A defesa de "Meu Pé de Laranja Lima"

A lembrança de uma afirmação que alguém fez há meses visitou-me hoje:

“Uma amiga minha tinha um namorado cujo livro preferido era «Meu Pé de Laranja Lima». Ela disse que assim que soube disso terminou logo o namoro com ele: homem que é homem não tem como livro preferido uma obra como «Meu Pé de Laranja Lima»”

A frase era mais ou menos esta.

“Meu Pé de Laranja Lima”, de José Mauro de Vasconcelos, não é o meu livro preferido, mas está no top… bem no top. Devo confessar que considero um bocadinho exagerado terminar um namoro por causa disso. O livro é lamechas, é verdade, mas não é propriamente um “livro de gaja”. É até uma história bem bonita. Ao contrário dos filmes, consigo identificar bem os meus livros preferidos. E algo que me dá gozo é reler um livro de que gostei. Como os restantes livros que estão no topo da lista, já reli “Meu Pé de Laranja Lima”, uma ou mesmo duas vezes (aquela “gaja de bigode” já teria acabado comigo 2 ou 3 vezes).
Este livro conta "simplesmente" a história de um miúdo de 6 anos, pobre, que deambula entre o abandono e a violência da família, entre a busca incessante da ternura que não encontra nos seus e a necessidade de fazer as travessuras que todos os miúdos deveriam fazer, entre compreensão com que presenteia a sua professora e a incompreensão com que a pobreza o magoa, entre a descoberta da verdadeira Amizade e a descoberta da verdadeira Dor… sem uma não haveria a outra.
Juntamente com o meu livro favorito (“Por Favor, Não Matem a Cotovia”, de Harper Lee), este é o melhor livro, dos que li, que descreve o mundo da infância. Ambos são autobiográficos. Talvez por isso a autenticidade confira a estas duas histórias tanta inocência, tanta genuinidade, tanta verdade, tanta ternura…
Há algum tempo que penso relê-lo… talvez a lembrança da frase proferida por “aquela homem” tenha despertado em mim novamente a vontade de reler um dos livros que mais me marcou. Livro que, ao contrário do que está no plano nacional de leitura, não o considero para crianças, mas sim para adultos… quer pela tristeza por vezes demasiado presente, quer para estes se lembrarem (eu incluído), ainda que por breves momentos, daquilo que em tempos foram.
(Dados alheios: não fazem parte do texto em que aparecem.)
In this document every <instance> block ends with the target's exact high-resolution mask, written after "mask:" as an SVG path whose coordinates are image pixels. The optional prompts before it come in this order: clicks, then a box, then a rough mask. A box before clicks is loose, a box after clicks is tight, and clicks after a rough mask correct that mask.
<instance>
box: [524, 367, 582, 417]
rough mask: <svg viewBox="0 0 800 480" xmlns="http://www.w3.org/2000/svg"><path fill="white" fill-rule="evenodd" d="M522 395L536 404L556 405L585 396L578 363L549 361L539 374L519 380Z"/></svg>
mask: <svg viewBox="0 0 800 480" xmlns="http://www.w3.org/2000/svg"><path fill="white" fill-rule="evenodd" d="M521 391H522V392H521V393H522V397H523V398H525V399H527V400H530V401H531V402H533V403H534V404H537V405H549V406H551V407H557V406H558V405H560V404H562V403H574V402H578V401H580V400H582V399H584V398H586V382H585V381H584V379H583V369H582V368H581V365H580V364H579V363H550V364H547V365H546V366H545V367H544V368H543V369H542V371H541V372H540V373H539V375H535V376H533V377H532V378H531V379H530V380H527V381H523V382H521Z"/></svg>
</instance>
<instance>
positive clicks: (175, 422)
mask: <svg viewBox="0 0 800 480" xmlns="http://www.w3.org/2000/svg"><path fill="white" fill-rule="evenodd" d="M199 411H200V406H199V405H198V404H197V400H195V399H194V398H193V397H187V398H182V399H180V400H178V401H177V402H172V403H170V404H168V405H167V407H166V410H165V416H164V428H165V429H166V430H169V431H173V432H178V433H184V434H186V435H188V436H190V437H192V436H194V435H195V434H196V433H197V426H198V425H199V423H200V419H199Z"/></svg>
Nunca vi a telenovela, nem quero. Porque este é daqueles livros cujo espaço para a imaginação é um dos pontos fortes. Imaginação de tudo… situações, cenários, expressões, … ao contrário de “Por Favor, Não Matem a Cotovia”, cuja versão cinematográfica, “Na Sombra e No Silêncio“ (To Kill a Mockingbird, 1962), valoriza (ainda) mais o livro.

Fico-me por aqui: apenas quero agradecer à amiga do meu director a frase inspirada… foi ela que despoletou esta pequena reflexão bem como a minha mais que provável próxima leitura. E já agora, deixa-me dizer-te uma coisa: “Saiu a sorte grande ao teu namorado! Safou-se de «boa».”